Extended Data Fig. 6 Analysis of dynamic DAN-motor correlations.
(a) Average predicted γ2 odor responses generated by applying high airflow filters to low airflow behavioral data, plotted as a function of upwind displacement (left), average |heading| (middle), and average forward velocity (right) during odor presentation under low airflow conditions. Best fit line and Pearson coefficient (r) indicated where relationship is significant (p < 0.0001, Bonferroni correction, see Supplementary Table 2). N = 26 flies, 143 odor presentations. (b) As in (a) but predicted DAN odor responses generated from applying low airflow filters to high airflow behavioral data plotted against behavior under high airflow conditions.

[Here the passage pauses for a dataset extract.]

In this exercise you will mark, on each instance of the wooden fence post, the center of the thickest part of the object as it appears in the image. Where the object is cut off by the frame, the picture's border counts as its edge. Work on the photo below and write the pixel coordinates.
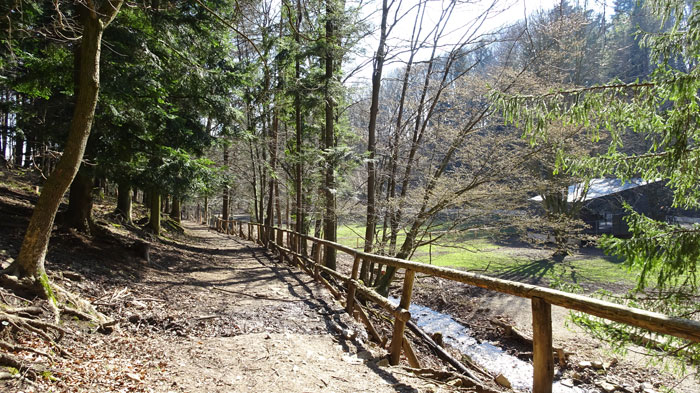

Best fit line and Pearson coefficient (r) indicated where relationship is significant (p < 0.0001, Bonferroni correction). N = 22 flies, 52 odor presentations. (c,d) Same as (a,b) except for γ3 DAN odor responses. N = 26 flies, 143 odor presentations (c), N = 22 flies, 52 odor presentations (d). (e) Average predicted DAN odor responses generated by applying filters derived as animals walk in clean airflow to the behavioral data plotted as a function of upwind displacement (left), average |heading| (middle), and average forward velocity (right) as animals walked in clean air, under low airflow. Best fit line and Pearson coefficient (r) indicated where relationship is significant (p < 0.01 with Bonferroni correction, see Supplementary Table 2). N = 26 flies, 143 odor presentations. (f) Same as (e) except under high airflow. N = 22 flies, 52 odor presentations.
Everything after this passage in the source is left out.